Permintaan Minyak Turun & Harga Drop, Ini Dampaknya ke RI

Penurunan harga minyak mentah global juga membuat harga minyak mentah domestik tertekan. Indonesian Crude Price (ICP) sempat drop ke US$ 20,66 per barel dari Januari di US$ 65,38 per barel. Kini ICP berangsur membaik dengan ICP Juni mencapai US$ 36,68 (+42%). Kemudian pada Juli naik lagi ke US$ 40,64 per barel.
Penurunan harga minyak ini tentu berdampak pada semua pihak di Tanah Air, baik pemerintah, bank sentral pelaku usaha hingga masyarakat luas. Sebagai net oil importer, penurunan harga minyak memberikan dampak positif bagi Bank Indonesia (BI) selaku otoritas moneter Tanah Air.
Kebutuhan devisa untuk mengimpor minyak menjadi berkurang. Dari sisi neraca perdagangan dan transaksi berjalan, penurunan harga serta kebutuhan impor ini pun memberikan dampak yang positif.

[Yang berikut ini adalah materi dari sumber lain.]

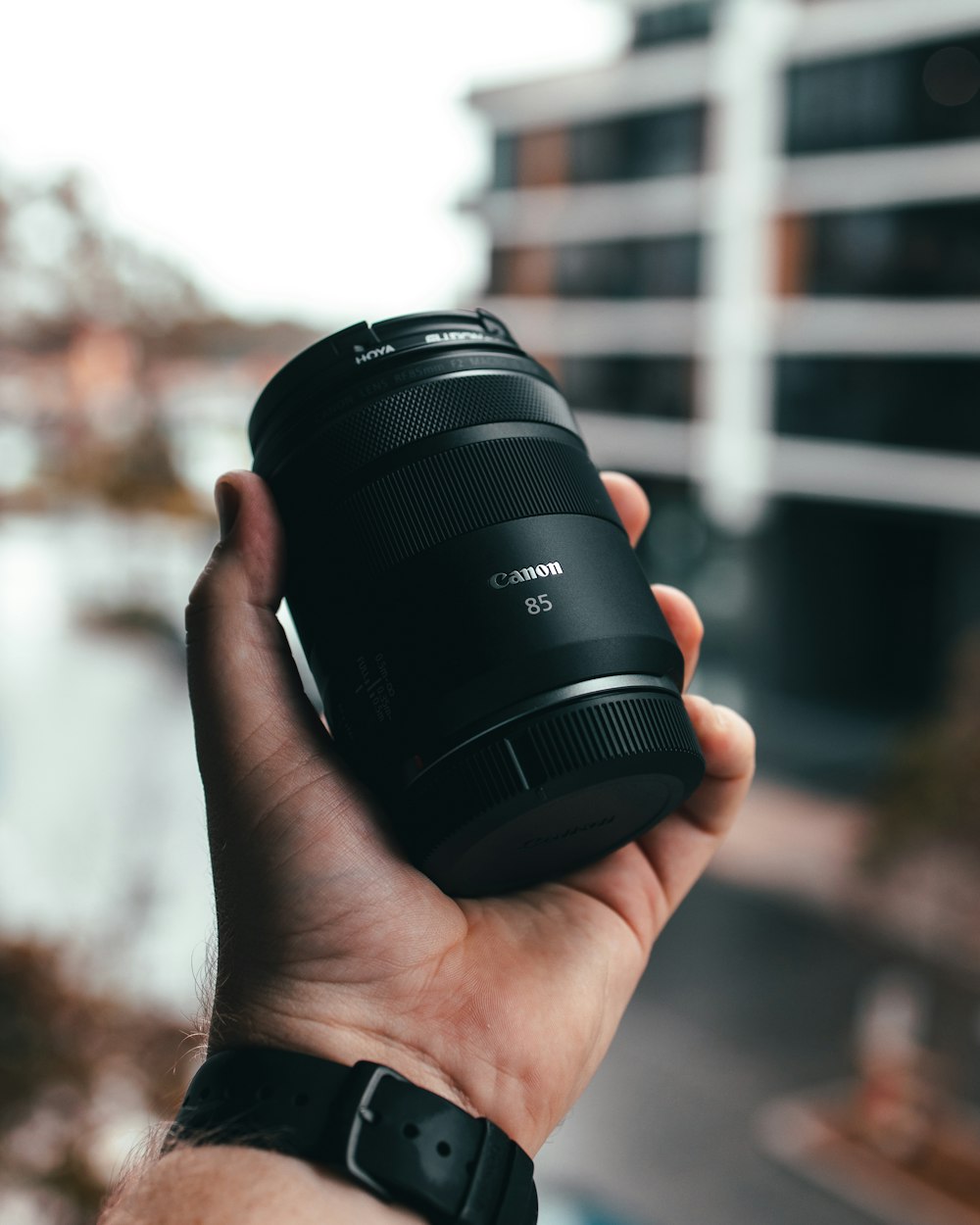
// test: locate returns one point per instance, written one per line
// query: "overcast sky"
(299, 157)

Data BPS menunjukkan, impor migas RI bulan Agustus tercatat mencapai US$ 0,95 miliar atau turun 0,88% (mom) dibanding Juli dan anjlok 41,75% (yoy) dibanding periode yang sama tahun lalu.

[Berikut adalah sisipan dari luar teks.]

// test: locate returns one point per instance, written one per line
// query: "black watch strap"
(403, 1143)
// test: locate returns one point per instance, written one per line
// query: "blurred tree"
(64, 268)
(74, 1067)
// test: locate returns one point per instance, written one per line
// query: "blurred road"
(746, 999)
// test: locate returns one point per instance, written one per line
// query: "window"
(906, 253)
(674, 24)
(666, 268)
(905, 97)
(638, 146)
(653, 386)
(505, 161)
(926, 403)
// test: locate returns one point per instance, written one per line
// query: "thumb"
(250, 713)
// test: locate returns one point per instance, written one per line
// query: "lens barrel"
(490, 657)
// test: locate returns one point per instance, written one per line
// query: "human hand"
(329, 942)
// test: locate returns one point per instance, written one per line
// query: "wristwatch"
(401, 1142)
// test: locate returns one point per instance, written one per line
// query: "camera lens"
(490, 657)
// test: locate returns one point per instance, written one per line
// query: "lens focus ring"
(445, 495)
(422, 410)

Pada periode Januari-Agustus 2020, RI mengimpor US$ 7,8 miliar minyak mentah dan hasil olahannya. Angka ini turun 25% (yoy) dibanding periode yang sama tahun lalu sebesar US$ 10,4 miliar.
Hal ini berdampak pada penurunan defisit neraca migas Tanah Air yang semula US$ 6,3 miliar menjadi US$ 4,2 miliar saja untuk periode delapan bulan pertama tahun ini.
Mengecilnya defisit neraca migas ini juga memberikan sumbangsih terhadap penurunan defisit transaksi berjalan (CAD) RI. Pada kuartal kedua CAD membaik menjadi US$ -2,8 miliar atau -1,2% PDB.
Bagi pemerintah, penurunan harga minyak mentah ini memberikan dampak positif maupun negatif. Dampak positif penurunan harga minyak tentu membuat kebutuhan anggaran untuk subsidi BBM bisa menjadi lebih ringan.
Namun dampak negatifnya juga banyak. Anjloknya harga minyak mentah membuat penerimaan pajak dari sektor ini juga tertekan. Selain itu investasi migas terutama di sektor hulu juga ikut terdampak negatif.
Hingga Mei 2020, investasi di sektor hulu migas yang sudah terealisasi baru US$ 3,93 miliar. Investasi yang awalnya ditargetkan mencapai US$ 13,8 miliar diperkirakan paling maksimal di angka US$ 11,8 miliar tahun ini.